CEO's Notebook

Short articles on such topics as how much misclassified workers can cost you; changing your distribution strategy; and getting commitment from contractors.

 

Misclassifying Workers Can Cost You, Big Time

When are freelancers really your employees?

By Ilan Mochari

Ron Bourquin isn't the first executive to find out that the contractors he'd hired were actually his employees -- at least in the eyes of the law. But three years ago, after Bourquin's company inadvertently failed to pay payroll taxes for "between 6 and 10" of its workers, he learned the hard way.

Like many high-tech companies, Cardima Inc. -- a $3.5-million maker of heart catheters based in Fremont, Calif. -- relied on freelance consultants for highly specialized tasks. The problem was that some of the company's independent contractors logged 40 hours a week, worked exclusively for Cardima, and were paid by the hour. To the state of California, those conditions meant that they were Cardima employees. Bourquin, Cardima's chief financial officer, says that the company was required to pay the state a lofty sum, somewhere "under $25,000," in a settlement.

This type of misclassification error is common, according to employment-law experts. "Often small businesses believe that simply putting a label on a worker will solve the problem," says Jeffrey Pasek, chairman of the Labor and Employment Law Department of Cozen and O'Connor, a law firm based in Philadelphia. "They think that if they say someone is a contractor and the worker agrees, then it must be so."

Once Cardima realized it had violated the law, it enlisted a consulting firm to develop a questionnaire for prescreening potential workers. Questions included the following: "Can the worker document that he is in business as an independent contractor?" and "Can the worker prove that he has other clients and pays for all work-related expenses himself?"

Grilling prospective freelancers and keeping records of those results are just two measures that all businesses that use independent contractors should take.
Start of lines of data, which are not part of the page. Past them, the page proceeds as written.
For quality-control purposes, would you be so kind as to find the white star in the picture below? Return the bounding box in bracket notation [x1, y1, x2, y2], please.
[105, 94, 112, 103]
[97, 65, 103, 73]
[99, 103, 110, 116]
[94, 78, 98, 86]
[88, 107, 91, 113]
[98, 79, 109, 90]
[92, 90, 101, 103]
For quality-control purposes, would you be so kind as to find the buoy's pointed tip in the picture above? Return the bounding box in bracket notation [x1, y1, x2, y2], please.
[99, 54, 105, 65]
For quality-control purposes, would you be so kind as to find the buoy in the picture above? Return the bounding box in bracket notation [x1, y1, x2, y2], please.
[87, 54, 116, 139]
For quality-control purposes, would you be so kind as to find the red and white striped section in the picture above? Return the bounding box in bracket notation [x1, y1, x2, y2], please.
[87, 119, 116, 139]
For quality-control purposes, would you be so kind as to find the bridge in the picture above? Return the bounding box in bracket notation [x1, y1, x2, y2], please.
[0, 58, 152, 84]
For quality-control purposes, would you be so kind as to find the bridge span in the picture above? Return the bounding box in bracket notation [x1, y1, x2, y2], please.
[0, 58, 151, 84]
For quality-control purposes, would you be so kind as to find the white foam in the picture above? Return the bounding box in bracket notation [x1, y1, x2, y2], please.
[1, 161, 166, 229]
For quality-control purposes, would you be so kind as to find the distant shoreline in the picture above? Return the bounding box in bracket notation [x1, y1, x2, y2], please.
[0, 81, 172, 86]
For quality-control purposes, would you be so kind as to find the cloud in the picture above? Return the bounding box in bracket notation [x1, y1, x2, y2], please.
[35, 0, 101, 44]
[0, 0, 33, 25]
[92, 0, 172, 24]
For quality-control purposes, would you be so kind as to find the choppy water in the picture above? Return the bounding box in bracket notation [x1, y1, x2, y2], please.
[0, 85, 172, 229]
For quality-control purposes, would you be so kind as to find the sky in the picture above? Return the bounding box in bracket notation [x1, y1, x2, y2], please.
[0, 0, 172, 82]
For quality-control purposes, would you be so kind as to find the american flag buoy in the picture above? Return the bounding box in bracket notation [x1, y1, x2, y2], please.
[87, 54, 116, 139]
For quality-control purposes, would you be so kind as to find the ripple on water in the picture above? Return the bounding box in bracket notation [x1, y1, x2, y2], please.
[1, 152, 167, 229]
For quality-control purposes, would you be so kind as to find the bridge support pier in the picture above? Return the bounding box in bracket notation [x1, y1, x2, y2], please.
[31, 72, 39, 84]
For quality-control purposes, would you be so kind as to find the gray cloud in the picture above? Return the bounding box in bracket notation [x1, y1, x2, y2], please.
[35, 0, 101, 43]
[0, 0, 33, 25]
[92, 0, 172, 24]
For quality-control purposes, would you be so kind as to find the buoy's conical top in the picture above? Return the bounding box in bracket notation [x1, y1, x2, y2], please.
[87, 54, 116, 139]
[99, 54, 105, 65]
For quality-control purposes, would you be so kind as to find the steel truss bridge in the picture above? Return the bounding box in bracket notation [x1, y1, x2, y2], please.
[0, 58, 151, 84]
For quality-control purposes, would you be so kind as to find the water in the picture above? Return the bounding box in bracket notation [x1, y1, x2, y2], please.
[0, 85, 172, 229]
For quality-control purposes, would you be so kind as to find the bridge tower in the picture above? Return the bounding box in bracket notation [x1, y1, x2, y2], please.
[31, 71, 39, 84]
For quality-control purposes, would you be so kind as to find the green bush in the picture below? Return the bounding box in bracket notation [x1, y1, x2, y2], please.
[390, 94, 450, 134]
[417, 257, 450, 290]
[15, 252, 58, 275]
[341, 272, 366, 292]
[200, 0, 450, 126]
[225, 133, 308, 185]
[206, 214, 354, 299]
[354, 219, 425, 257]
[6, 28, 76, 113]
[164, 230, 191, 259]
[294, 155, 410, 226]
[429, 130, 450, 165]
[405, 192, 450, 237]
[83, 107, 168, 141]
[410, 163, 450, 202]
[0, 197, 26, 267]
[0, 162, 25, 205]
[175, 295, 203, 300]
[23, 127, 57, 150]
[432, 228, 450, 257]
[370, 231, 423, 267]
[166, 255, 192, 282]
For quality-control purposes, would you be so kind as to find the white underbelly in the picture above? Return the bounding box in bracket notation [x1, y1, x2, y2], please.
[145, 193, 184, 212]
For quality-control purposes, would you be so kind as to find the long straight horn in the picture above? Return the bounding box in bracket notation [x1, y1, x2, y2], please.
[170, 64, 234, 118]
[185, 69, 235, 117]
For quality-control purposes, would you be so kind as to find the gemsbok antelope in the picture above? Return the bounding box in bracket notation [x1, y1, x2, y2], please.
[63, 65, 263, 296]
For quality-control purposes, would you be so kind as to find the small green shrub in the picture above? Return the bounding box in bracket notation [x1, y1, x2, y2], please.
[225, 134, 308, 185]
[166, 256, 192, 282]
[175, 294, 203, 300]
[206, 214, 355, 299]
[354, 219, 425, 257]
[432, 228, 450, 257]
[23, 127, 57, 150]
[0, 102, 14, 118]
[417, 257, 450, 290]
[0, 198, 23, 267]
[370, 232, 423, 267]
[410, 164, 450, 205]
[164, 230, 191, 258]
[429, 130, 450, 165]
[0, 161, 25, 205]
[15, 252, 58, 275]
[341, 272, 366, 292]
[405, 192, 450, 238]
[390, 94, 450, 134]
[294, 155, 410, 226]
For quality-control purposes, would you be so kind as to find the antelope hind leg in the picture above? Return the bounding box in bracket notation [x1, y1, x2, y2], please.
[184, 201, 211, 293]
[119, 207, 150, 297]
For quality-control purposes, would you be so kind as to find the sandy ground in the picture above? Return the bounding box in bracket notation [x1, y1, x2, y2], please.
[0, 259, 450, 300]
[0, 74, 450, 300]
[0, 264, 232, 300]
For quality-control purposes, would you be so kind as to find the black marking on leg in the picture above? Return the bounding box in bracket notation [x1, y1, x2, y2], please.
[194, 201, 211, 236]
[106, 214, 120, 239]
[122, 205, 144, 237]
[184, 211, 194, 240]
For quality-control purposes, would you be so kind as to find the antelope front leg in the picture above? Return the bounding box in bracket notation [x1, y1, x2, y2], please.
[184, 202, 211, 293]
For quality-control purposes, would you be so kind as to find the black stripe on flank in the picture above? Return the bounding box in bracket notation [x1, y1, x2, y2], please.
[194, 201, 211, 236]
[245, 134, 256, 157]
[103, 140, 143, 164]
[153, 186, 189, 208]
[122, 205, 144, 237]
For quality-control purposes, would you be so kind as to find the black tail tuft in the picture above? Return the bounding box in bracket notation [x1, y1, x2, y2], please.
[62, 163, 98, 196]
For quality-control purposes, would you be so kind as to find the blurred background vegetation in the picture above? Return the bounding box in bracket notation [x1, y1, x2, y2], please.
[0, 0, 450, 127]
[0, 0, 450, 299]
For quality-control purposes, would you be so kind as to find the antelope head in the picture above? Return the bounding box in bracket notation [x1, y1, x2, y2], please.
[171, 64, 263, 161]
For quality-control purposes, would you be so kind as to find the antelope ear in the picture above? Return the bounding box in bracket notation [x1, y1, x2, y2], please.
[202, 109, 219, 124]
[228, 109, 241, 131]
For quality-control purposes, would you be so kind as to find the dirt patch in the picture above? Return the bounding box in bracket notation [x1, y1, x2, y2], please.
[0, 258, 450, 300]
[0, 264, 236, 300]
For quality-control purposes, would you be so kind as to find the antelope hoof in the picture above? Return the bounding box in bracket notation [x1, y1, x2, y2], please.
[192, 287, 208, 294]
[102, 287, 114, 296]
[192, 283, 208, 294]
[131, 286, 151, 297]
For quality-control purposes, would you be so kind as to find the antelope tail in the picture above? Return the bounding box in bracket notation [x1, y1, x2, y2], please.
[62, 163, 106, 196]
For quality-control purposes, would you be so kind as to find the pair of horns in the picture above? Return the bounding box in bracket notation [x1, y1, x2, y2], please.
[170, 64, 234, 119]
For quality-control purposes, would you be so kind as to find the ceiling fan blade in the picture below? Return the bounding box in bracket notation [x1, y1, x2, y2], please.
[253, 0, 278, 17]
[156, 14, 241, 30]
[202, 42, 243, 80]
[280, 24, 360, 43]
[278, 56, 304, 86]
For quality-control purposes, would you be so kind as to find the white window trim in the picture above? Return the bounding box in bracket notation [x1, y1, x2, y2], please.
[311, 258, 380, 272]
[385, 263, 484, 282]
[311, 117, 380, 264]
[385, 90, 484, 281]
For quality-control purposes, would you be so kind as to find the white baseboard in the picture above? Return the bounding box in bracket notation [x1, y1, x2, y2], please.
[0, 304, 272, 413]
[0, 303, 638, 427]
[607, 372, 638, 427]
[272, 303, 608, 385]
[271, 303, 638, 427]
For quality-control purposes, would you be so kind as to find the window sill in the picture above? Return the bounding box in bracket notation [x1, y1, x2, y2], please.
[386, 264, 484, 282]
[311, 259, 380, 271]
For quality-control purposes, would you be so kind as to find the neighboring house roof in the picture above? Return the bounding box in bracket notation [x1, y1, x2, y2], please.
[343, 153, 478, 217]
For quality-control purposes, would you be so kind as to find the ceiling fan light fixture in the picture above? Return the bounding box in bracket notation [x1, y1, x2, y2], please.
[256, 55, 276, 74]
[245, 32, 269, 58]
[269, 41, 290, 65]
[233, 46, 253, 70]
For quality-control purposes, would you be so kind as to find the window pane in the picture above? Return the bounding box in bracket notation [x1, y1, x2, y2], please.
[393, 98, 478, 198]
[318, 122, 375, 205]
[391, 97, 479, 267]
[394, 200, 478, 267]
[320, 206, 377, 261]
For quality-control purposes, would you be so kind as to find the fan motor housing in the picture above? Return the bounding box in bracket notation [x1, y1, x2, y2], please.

Noreen McDermott, a lawyer at the Palo Alto, Calif., branch of law firm Baker & McKenzie, suggests that companies hire only contractors who have incorporated. "That affords you the protection of being able to say that the contractor is an employee of his own corporation," she says. Another key factor to consider, McDermott adds, is the way in which the worker is compensated. A true contractor is paid not by the hour but by the project, with specific goals, fees, and completion dates set out in a contract.

Cardima now retains part-time help through a temp agency. Yet using a temp agency doesn't automatically exempt a business from paying payroll taxes and providing benefits. Pasek recommends getting indemnity agreements from all temp firms. But McDermott warns that even having indemnity agreements won't protect companies that are proved to be skirting employee-related costs.

Both agree, though, that state and national authorities are auditing employee misclassification like never before. And as with any government audit, you are guilty whether you meant to break the law or not.


Independent Testing

If you want to comply with state and federal regulations on classifying workers, talk to an HR expert. Rules vary from state to state.

Still, there are some basic guidelines suggested by the following experts: Andrew Schultz, president of Pro Unlimited Inc., the $110-million workforce-management consultancy in Boca Raton, Fla., that solved Cardima's ailments; Noreen McDermott, a lawyer with the firm of Baker & McKenzie, in Chicago; and Jeffrey Pasek, a partner at the law firm of Cozen and O'Connor.

  • Pay independent contractors by the project, not by the hour. Separate contractors from the mainstream workforce. Almost anything -- a contractor's presence on your softball team or at company meetings -- can be used to prove that the contractor is an employee.
  • Bar contractors from company resources. Truly independent contractors pay their own expenses, use their own equipment, and work on their own premises.
  • Screen all incoming workers. Use a lawyer-approved written test, asking questions about the contractors' independence.
  • Reassess the classifications of your workforce every six months. Regulations can change, as can your relationship with a worker. --I.M.

Hot Tips

If a big, newly public competitor of yours is getting good press, don't be alarmed about some new threat. First, do a little background check before you buy an analyst's hype about a competitor. Analysts at investment banks often take a shine to companies that they've taken public. That's the finding of a new study by Cornell University's Johnson Graduate School of Management. The authors -- associate professor Roni Michaely and Ph.D. candidate Kent Womack -- tracked more than 200 "analysts' recommendations of companies that completed IPOs in 1990-1991." According to their research, companies plugged by an analyst whose firm did not underwrite the initial public offering performed 50% better than businesses recommended by an analyst at the bank that orchestrated the offering. --Mike Hofman

Like most business owners who resell equipment, Kevin Dowd knows what it's like to be short on cash. Dowd is president of Atlantic Computing Technology Corp., a $6-million, 15-employee network-security company in East Hartford, Conn. To resell hardware, he first has to buy the equipment himself, then wait 30 days for the customer to pay him. Under those conditions, some owners would keep cash in the business by not paying themselves. Dowd preserves cash by paying himself but refusing to cash the check until he knows the business can cover it. That way, the payroll bookkeeping remains clean, and the cash supply doesn't run out. --I.M.